One final example deserves a special mention. The HR Director of a multinational insurance company shared information about a change that was implemented which has brought a long-lasting improvement to its business. Ordinarily, damage caused to private property following an incident such as an earthquake would need to be inspected in person by an insurance agent, who would then report back to the company’s head office where any claims could be assessed. However, this company did not want to keep people in the affected earthquake-hit areas waiting too long to get their money from damage claims, especially since road access to many of these locations was still perilous. So the company decided to use modern technologies to speed up the process. They allowed the damage assessment teams to utilise iPads and other mobile devices to take detailed photos and videos of the damaged areas, after which they could use the 3G network to relay information back to valuers sitting in Tokyo in real time. The knock-on effect of this innovation was to allow pay-outs to be made much sooner than in competing insurance companies. And as a result of this, the company has now created a policy to continue this initiative, and will be using this as a lasting way to differentiate themselves in the market.
7) Conclusion: What Will Happen in the Near Future?
As summer in Japan approaches its height, many manufacturers in Japan have now shifted their production patterns so that they run on Saturdays and Sundays to conserve more energy during the working week. The companies that offer services to those companies have also needed to follow suit, so that they can offer continuing support to their clients. This has had some interesting effects on HR Directors in many companies, since a wide array of services that they rely on during weekdays (for example childcare facilities) are not readily available during the ‘normal’ weekend days of Saturday and Sunday.

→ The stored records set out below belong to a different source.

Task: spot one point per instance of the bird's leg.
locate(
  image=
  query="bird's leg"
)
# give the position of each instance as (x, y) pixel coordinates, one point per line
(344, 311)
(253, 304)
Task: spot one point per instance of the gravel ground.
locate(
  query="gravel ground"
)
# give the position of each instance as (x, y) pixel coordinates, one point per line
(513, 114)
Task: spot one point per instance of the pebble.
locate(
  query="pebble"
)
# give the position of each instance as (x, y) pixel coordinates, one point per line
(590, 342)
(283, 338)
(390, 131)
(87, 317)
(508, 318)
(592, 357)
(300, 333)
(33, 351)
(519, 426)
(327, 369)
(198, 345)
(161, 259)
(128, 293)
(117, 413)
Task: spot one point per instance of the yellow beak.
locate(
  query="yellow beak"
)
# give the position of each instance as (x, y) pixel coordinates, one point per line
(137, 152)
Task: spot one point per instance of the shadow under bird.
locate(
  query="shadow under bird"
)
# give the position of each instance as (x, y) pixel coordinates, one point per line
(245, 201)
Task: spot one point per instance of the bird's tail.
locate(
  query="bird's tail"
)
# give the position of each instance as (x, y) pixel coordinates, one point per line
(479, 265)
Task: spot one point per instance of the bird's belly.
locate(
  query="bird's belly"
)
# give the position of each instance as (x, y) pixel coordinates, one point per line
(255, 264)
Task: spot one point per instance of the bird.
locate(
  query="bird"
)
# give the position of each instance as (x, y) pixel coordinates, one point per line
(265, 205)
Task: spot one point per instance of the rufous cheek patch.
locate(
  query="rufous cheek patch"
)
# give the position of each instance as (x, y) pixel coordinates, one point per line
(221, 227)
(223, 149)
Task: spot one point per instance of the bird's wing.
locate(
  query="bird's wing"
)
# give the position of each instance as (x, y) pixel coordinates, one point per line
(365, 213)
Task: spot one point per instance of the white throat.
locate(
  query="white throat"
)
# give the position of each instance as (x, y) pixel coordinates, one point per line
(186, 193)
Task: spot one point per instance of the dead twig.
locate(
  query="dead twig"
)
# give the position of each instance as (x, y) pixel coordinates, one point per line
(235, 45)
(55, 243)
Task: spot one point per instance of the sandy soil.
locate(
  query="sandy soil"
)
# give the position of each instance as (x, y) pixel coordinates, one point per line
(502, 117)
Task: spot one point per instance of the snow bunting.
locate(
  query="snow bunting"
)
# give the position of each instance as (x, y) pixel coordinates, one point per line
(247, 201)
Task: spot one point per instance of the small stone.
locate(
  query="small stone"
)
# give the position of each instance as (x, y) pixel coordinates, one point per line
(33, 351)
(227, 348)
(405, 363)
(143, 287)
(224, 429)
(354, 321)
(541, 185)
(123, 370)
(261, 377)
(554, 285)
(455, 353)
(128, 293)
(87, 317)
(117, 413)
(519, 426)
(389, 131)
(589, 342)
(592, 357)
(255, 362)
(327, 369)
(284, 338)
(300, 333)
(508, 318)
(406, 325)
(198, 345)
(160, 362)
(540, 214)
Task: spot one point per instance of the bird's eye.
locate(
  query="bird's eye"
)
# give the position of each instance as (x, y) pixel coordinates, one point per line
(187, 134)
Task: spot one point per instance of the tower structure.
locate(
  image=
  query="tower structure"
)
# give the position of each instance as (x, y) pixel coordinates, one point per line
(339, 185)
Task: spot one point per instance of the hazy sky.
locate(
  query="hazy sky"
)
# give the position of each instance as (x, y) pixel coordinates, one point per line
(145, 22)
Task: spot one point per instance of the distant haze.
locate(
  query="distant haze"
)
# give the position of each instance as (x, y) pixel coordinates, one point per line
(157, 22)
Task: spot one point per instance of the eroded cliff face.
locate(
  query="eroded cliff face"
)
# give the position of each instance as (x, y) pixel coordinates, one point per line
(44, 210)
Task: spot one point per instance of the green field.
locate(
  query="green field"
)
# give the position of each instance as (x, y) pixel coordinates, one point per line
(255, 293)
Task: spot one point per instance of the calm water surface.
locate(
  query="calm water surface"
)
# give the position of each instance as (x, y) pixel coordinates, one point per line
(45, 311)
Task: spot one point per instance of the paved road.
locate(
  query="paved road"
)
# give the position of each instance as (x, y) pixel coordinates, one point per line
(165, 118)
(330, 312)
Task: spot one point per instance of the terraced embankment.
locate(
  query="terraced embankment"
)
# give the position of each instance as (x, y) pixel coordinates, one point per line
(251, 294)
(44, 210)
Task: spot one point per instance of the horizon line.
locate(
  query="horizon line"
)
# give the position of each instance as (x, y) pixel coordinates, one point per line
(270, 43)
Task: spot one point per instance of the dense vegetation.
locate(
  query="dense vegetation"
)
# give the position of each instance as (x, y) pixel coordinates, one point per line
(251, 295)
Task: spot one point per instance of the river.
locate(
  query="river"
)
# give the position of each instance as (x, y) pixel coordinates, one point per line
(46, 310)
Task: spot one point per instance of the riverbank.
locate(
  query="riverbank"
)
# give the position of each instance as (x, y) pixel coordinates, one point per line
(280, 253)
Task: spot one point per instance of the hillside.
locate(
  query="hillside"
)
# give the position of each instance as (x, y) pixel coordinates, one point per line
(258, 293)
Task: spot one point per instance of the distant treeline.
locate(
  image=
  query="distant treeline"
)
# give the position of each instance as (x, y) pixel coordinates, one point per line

Other companies have needed to implement more long-term energy saving policies. For example, some companies have needed to shift their supply chains overseas. And many office corridors will be kept in darkness for the next few months ahead. In some cases, HR Directors are seriously considering moving office location following the earthquake. Many are fed up paying premium rental prices for high-rise offices, and there have also been sporadic cases of employees who are too scared to go back to work. The ‘unknown factor’ of the Fukushima nuclear reactor is also having an effect on the flow of international workers into Japan. Until the situation there can be stabilised, there will continue to be resistance in attracting the usual rotation of international and expat talent into Japan, even though most of the country (including Tokyo) has been proven to be safe.
Thankfully multinationals in Japan are in most cases seeking to continue their long-term investment in the country and are returning back to ‘normal conditions’ where possible. It’s up to the Japan HR Leader to continue being the mouthpiece for this international commitment, and to continue engaging the workforce in the pursuit of further business growth.